On a souvent parlé, dans l’histoire des arts, de la facilité avec laquelle de grands artistes exécutaient leurs ouvrages, et on en a cité qui savaient allier au travail le désordre et l’oisiveté même. Mais il n’y a pas de plus grande erreur que celle-là. Il n’est pas impossible qu’un peintre exercé, sûr de sa main et de sa réputation, réussisse à faire une belle esquisse au milieu des distractions et des plaisirs. Le Vinci peignit quelquefois, dit-on, tenant sa lyre d’une main ; mais le célèbre portrait de la Joconde resta quatre ans sur son chevalet. Malgré de rares tours de force, qui, en résultat, sont toujours trop vantés, il est certain que ce qui est véritablement beau est l’ouvrage du temps et du recueillement, et qu’il n’y a pas de vrai génie sans patience.

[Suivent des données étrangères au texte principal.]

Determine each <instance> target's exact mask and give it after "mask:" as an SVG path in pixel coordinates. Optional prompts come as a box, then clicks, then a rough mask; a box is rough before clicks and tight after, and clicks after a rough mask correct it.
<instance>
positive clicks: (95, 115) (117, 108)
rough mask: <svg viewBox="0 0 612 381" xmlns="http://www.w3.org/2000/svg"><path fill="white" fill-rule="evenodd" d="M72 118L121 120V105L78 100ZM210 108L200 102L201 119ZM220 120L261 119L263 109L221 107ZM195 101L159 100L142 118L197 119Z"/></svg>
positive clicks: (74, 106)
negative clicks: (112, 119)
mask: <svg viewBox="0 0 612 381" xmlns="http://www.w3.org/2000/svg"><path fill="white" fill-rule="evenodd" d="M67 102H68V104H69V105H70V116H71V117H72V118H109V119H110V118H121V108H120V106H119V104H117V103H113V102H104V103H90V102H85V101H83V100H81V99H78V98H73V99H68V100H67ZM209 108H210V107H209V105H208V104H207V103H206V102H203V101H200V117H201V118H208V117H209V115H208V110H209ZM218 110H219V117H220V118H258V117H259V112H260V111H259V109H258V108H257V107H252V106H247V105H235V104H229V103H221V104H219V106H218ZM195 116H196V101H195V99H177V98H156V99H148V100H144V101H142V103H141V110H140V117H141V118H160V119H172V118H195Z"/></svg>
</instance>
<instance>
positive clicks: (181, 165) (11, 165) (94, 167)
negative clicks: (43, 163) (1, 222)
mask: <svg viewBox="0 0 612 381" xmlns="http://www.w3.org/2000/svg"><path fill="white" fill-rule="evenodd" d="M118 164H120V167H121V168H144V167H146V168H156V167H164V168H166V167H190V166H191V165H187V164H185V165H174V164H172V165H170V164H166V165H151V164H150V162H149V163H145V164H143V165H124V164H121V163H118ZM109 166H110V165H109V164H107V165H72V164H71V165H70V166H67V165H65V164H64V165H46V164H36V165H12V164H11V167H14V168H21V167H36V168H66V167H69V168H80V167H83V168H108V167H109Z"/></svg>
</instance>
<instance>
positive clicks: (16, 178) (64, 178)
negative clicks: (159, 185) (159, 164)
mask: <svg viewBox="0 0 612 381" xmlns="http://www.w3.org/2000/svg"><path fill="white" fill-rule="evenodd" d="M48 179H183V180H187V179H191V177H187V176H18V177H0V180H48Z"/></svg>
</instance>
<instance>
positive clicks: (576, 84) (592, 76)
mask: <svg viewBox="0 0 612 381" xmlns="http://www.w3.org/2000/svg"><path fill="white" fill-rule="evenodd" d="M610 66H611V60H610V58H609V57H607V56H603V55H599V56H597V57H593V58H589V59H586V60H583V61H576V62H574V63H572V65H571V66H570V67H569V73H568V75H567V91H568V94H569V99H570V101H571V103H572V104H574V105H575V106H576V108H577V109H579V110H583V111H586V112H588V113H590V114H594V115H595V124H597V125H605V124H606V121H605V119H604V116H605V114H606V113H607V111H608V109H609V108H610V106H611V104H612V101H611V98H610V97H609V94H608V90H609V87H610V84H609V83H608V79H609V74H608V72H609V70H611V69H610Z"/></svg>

Pippo était convaincu de cette règle, et l’exemple de son père l’avait confirmé dans son opinion. En effet, il n’a peut-être jamais existé un peintre aussi hardi que le Titien, si ce n’est son élève Rubens ; mais si la main du Titien était vive, sa pensée était patiente. Pendant quatre-vingt-dix-neuf ans qu’il vécut, il s’occupa con-

  1. Nymphe dont Bacchus fut amoureux. Il la changea en grappe de raisin. (Note de l’auteur.)